Indexes cost write performance. Every INSERT, UPDATE, and DELETE must update all indexes on the table. Index everything you need; index nothing you do not.
Column order in composite indexes is not arbitrary. The index is only useful for queries that filter on a left-prefix of the indexed columns. Understanding this prevents hours of debugging mysterious slow queries.
Use EXPLAIN ANALYZE before and after adding an index. Do not guess — measure. The query plan tells you exactly what the optimizer is doing.

The single most impactful performance optimization in most web applications is not caching, not horizontal scaling, and not query rewriting — it is adding the right database index. I have seen applications go from timing out under load to handling 10x the traffic with a single CREATE INDEX statement. Understanding indexes is not optional knowledge for backend developers — it is foundational.

Why Queries Get Slow and How Indexes Fix It

Without an index, finding rows that match a condition requires a full table scan: the database reads every row and checks whether it matches.

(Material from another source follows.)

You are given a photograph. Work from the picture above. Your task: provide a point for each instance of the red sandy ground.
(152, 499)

For a table with 10 million rows, a query like SELECT * FROM orders WHERE customer_id = 12345 reads all 10 million rows, even though only a handful match. As the table grows, the query gets linearly slower.

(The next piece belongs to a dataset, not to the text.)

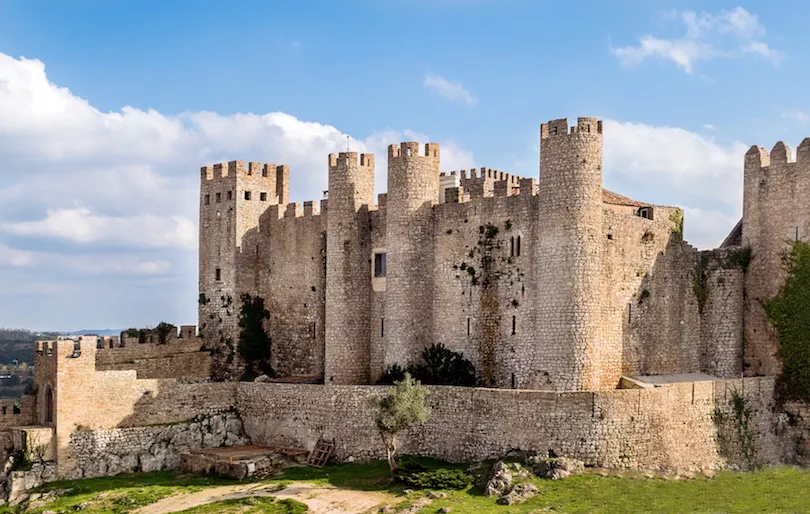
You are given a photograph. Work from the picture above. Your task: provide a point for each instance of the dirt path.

An index on customer_id lets the database jump directly to the matching rows. The index contains a sorted structure that maps customer_id values to row locations. The database traverses this structure in O(log n) time — about 23 steps for 10 million rows — then jumps directly to the matching rows. The query that took seconds now takes milliseconds.

How B-Tree Indexes Work

The B-tree (balanced tree) is the default index type in PostgreSQL, MySQL, SQLite, and most other relational databases. It is a self-balancing tree that keeps all leaf nodes at the same depth, ensuring consistent O(log n) lookup regardless of which value you search for.

Structure of a B-tree index:

Root node: The top of the tree. Contains key values that divide the key space into ranges, and pointers to child nodes.
Internal nodes: Intermediate levels between root and leaves. Each contains key values and pointers to child nodes.
Leaf nodes: The bottom level. Contains the actual indexed values and pointers (row IDs / heap tuple IDs) to the corresponding rows in the table.
Linked leaf nodes: Leaf nodes are linked in order, enabling efficient range scans: WHERE price BETWEEN 100 AND 500 traverses the tree to find 100, then follows the leaf node links to 500.

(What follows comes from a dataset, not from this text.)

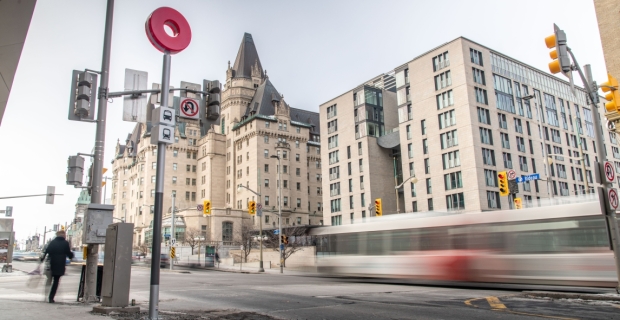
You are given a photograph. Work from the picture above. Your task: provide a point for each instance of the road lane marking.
(495, 303)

This structure explains why B-tree indexes support equality lookups (=), range queries (<, >, BETWEEN), prefix matching (LIKE 'abc%'), and ORDER BY — but not suffix matching (LIKE '%abc'), which would require reading the entire leaf level.

Index Types: B-Tree, Hash, GIN, and More

B-Tree (Default)

Best for: equality comparisons, range queries, ordering, prefix searches. The right choice for 90% of indexes.

Hash

Best for: exact equality lookups only (=). Hash indexes can be faster than B-tree for equality-only lookups, but they do not support range queries, ordering, or prefix searches. PostgreSQL hash indexes are crash-safe since PostgreSQL 10. Limited use cases — B-tree is usually the better default.

GIN (Generalized Inverted Index)

Best for: indexing array columns, JSONB columns, and full-text search. A GIN index on a JSONB column lets you efficiently query nested JSON values: WHERE metadata->>'status' = 'active'. Essential for PostgreSQL applications that use JSONB extensively.

GiST (Generalized Search Tree)

Best for: geometric data types, full-text search (alternative to GIN), and network address types. Used for PostGIS geospatial queries.

Partial Indexes

A partial index includes only rows that satisfy a condition. CREATE INDEX ON orders (customer_id) WHERE status = 'pending' creates a smaller, faster index for the common query pattern of finding pending orders. The index is smaller (only pending orders) and the queries that use it are faster.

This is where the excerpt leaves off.